Multivessel versus culprit lesion only percutaneous revascularization in patients with acute myocardial infarction complicated by cardiogenic shock
Coordinator: Holger THIELE
Project Number: 602202
EC contribution: € 5,999,145.00
Project website: under construction
Cardiogenic shock (CS) complicating acute myocardial infarction (AMI) represents a major European health care concern with mortality rates between 40-70%. Approximately 70-80% of these patients present with multivessel disease defined as coronary lesions in more than one vessel.
The clinician is faced with the decision to either
- intervene only on the culprit lesion acutely responsible for the initiation of cardiogenic shock, or
- treat additional lesions considered hemodynamically significant but not acutely triggering the CS cascade as well.
Current guidelines recommend percutaneous coronary intervention of all critical lesions. However, due to a lack of randomized trials, these recommendations are solely based on registry data and pathophysiological considerations.
Aim of the randomized CULPRIT-SHOCK trial is therefore to compare
- immediate multivessel PCI versus
- culprit lesion only PCI in patients with AMI complicated by CS.

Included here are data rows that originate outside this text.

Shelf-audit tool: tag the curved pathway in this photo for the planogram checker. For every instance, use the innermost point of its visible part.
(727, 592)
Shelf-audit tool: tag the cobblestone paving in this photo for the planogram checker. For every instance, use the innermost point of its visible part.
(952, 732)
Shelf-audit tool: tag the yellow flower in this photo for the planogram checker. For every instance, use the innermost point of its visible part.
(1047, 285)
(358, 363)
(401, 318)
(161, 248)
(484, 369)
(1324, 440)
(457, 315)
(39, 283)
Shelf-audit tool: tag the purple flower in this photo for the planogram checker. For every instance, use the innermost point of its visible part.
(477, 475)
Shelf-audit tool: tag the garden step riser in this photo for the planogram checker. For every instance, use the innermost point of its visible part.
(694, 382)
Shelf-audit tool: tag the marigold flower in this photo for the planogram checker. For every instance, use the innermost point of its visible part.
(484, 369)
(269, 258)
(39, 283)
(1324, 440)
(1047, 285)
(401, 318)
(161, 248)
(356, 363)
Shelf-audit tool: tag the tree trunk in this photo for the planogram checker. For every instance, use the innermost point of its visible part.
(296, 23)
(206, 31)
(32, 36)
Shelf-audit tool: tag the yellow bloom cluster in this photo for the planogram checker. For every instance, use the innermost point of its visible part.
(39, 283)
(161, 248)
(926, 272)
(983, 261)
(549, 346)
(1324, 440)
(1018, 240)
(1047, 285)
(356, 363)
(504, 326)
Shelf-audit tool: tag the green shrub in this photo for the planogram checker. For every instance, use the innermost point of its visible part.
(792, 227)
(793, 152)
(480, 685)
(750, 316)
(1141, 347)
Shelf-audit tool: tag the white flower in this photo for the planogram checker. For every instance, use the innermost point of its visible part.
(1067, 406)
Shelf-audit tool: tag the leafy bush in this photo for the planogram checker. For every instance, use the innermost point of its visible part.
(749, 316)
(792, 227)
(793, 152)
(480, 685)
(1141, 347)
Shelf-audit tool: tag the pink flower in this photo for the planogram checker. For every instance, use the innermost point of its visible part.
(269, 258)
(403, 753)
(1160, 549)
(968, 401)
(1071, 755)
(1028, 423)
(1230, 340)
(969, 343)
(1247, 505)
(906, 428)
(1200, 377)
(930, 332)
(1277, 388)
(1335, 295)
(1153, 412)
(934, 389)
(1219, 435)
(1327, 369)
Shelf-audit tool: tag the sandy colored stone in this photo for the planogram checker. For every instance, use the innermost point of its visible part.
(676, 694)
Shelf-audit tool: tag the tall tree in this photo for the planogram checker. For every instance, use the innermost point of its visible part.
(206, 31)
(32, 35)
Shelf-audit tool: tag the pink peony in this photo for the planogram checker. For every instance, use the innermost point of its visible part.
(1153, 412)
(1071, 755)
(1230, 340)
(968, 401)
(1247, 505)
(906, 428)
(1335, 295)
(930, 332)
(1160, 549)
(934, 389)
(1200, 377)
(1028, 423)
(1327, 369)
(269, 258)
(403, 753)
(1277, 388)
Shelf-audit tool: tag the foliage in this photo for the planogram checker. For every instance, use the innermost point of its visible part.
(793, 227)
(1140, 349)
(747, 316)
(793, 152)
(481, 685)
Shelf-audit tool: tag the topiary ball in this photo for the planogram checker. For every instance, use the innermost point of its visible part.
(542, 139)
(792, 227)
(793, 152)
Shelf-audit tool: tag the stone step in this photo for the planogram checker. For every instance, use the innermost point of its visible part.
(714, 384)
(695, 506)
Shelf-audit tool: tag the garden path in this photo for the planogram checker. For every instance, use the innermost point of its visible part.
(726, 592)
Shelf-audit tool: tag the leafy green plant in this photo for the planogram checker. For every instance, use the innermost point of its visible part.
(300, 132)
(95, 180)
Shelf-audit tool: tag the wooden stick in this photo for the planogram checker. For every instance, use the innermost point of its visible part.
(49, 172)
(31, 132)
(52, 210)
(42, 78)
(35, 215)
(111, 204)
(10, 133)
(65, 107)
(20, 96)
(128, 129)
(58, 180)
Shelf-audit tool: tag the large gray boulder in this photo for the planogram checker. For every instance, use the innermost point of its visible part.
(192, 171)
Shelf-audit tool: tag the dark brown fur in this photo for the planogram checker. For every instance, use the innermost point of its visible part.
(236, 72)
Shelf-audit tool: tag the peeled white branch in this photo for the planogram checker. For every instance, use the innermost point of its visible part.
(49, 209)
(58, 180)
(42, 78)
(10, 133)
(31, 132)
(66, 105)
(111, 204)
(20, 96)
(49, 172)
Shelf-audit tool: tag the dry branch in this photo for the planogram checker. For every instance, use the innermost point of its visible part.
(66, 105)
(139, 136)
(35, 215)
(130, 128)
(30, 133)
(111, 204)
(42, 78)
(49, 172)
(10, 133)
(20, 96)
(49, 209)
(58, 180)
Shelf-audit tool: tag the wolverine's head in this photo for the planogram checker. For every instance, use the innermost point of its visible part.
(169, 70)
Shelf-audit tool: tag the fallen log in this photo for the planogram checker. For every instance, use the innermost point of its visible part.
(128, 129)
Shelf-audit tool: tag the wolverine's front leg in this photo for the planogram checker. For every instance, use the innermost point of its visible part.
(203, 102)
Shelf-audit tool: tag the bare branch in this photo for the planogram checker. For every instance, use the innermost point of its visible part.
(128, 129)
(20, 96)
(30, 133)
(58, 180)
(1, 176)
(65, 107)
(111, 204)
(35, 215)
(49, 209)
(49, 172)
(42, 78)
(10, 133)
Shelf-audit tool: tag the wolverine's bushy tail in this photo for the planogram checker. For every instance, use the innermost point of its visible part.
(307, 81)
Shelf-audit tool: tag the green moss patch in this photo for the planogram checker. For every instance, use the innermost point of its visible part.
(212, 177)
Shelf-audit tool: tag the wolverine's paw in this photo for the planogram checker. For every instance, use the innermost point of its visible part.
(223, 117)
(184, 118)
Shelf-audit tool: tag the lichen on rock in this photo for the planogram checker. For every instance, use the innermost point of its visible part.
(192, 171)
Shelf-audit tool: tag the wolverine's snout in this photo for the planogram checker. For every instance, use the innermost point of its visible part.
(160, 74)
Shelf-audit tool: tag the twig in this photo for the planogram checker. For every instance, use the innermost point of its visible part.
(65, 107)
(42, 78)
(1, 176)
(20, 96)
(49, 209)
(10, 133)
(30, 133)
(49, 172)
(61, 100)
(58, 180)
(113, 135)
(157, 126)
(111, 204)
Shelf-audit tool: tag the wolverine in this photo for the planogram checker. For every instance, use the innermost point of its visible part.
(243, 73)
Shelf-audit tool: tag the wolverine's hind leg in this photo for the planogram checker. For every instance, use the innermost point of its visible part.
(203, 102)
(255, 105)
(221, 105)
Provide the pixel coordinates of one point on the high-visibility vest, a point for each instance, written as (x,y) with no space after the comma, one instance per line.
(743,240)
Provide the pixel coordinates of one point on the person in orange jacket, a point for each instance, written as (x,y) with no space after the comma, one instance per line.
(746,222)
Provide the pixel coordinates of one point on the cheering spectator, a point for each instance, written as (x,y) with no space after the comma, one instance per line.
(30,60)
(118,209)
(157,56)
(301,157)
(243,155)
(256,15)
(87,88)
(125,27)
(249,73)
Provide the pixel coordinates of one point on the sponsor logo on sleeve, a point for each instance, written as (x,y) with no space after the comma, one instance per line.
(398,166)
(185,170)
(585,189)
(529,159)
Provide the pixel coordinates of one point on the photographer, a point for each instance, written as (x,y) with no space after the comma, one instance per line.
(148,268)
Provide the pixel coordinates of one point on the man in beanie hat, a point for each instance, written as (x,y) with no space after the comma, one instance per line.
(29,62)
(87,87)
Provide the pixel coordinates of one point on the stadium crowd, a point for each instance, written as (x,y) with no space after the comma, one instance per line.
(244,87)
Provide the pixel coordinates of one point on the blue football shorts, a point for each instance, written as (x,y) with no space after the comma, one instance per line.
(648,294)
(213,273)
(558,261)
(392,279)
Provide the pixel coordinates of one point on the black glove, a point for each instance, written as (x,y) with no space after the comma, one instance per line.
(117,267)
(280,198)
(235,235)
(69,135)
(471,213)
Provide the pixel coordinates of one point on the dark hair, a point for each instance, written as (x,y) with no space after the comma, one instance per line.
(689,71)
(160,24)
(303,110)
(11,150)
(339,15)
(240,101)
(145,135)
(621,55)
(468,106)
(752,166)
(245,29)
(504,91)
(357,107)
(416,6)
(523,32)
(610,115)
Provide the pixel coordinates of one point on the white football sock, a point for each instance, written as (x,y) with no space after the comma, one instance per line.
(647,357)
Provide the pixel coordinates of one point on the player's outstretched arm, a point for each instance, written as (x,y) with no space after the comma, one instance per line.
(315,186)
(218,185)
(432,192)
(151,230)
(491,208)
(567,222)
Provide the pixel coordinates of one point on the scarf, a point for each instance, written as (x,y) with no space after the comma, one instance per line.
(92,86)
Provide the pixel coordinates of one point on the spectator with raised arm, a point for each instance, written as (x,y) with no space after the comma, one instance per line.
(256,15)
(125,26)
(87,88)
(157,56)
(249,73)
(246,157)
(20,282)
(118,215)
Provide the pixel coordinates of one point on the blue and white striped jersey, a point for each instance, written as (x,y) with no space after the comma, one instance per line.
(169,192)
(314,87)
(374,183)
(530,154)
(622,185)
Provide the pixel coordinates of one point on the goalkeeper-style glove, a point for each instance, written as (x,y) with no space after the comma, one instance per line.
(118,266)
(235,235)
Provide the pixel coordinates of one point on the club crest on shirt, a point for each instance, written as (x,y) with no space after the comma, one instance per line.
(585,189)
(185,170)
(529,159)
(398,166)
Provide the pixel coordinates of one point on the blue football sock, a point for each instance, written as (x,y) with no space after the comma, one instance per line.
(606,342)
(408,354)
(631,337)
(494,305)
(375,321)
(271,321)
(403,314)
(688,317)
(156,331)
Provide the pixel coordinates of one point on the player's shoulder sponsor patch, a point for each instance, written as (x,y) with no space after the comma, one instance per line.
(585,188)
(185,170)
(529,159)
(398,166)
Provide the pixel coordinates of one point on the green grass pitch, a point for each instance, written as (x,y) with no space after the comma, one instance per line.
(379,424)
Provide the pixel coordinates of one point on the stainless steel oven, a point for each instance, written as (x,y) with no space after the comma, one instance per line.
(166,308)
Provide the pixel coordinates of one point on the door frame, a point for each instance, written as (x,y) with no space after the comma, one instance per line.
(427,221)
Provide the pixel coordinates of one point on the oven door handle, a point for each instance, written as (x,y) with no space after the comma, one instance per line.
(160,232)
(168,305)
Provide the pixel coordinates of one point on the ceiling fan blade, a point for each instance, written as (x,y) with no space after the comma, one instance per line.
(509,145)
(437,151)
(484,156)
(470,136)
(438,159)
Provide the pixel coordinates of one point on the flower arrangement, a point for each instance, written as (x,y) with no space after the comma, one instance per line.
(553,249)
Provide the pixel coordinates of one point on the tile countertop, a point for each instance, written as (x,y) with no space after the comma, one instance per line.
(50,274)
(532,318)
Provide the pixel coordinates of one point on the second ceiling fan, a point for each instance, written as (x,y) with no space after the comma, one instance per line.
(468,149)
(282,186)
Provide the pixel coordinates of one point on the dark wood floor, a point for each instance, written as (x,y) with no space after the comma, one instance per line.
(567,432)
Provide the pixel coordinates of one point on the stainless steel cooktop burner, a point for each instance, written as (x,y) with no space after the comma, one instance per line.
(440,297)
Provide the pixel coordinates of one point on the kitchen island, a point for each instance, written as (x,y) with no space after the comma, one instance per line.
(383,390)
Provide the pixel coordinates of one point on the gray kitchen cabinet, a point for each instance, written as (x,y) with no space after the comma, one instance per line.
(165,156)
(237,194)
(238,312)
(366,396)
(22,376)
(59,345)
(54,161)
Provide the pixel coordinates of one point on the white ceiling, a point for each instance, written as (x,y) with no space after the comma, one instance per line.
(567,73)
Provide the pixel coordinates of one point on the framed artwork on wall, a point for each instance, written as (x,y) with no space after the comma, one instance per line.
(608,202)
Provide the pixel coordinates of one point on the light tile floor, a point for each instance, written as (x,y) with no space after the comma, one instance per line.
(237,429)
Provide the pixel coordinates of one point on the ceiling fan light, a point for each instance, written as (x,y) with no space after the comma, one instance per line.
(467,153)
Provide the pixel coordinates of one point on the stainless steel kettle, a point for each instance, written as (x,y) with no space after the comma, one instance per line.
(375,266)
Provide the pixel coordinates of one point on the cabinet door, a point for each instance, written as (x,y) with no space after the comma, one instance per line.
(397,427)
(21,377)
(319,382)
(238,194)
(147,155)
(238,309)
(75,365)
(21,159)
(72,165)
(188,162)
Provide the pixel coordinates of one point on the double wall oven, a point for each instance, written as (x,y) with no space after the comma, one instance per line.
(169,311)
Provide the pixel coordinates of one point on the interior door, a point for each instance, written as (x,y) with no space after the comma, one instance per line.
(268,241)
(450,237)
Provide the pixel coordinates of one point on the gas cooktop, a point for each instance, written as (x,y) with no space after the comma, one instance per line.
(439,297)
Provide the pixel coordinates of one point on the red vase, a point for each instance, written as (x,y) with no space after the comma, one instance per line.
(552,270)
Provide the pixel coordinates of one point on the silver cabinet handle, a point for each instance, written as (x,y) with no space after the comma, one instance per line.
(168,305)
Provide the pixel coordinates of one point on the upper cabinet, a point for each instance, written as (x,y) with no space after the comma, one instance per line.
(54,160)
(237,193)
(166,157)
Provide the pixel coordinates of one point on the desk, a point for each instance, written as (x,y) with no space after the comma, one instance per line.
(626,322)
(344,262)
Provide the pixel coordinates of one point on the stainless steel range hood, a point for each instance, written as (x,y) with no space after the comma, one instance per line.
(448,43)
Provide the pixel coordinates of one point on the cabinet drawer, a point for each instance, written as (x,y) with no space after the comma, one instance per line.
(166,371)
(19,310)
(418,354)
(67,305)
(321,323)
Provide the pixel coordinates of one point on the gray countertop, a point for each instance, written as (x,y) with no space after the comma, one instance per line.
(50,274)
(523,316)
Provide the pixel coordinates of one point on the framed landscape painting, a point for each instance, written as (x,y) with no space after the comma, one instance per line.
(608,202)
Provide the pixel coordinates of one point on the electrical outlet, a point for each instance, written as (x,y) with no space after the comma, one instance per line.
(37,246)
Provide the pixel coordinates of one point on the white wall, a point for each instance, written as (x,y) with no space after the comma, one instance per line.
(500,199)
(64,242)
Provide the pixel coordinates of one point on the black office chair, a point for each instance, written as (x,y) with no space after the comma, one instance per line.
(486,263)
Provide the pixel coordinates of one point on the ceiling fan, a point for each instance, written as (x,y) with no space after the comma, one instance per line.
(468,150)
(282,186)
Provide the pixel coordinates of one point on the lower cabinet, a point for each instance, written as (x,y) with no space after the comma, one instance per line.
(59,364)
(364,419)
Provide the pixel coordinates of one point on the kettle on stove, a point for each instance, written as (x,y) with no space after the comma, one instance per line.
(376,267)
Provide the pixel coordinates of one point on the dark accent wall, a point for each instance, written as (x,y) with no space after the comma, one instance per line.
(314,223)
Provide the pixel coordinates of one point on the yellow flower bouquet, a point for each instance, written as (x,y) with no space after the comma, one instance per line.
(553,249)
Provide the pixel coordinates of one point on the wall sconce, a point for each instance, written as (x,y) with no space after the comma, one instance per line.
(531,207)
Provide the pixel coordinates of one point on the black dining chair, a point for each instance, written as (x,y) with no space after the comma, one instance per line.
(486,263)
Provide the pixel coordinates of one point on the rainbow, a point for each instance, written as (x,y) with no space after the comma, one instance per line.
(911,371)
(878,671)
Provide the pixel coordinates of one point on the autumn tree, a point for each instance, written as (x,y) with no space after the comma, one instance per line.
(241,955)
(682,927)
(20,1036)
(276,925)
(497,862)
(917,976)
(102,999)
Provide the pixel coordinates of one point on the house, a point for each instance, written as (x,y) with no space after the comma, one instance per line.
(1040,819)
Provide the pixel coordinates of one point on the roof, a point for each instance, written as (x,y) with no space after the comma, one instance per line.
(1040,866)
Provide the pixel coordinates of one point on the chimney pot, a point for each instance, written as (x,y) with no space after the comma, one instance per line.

A total of 706 CS patients will be randomized in several European countries. The primary endpoint will be 30-day all-cause mortality and/or severe renal failure requiring renal replacement therapy. CULPRIT-SHOCK will therefore determine the optimal percutaneous revascularization strategy in patients with AMI and multivessel disease complicated by CS. In addition, a comprehensive array of efficacy, safety and socio-economic parameters for the chosen population will be assessed.
Multiple secondary endpoints and several substudies (microcirculation, biomarkers, angiography) will serve to further understand the presumed differential effects of the 2 treatment arms and to understand the underlying pathophysiology and prognostic markers. From these parameters a multivariable regression model and a risk score for the prediction of clinical prognosis and a cost-effectiveness model in AMI and CS will be developed. Furthermore, CULPRIT-SHOCK will obtain data on CS patients not meeting inclusion criteria by instituting a separate registry.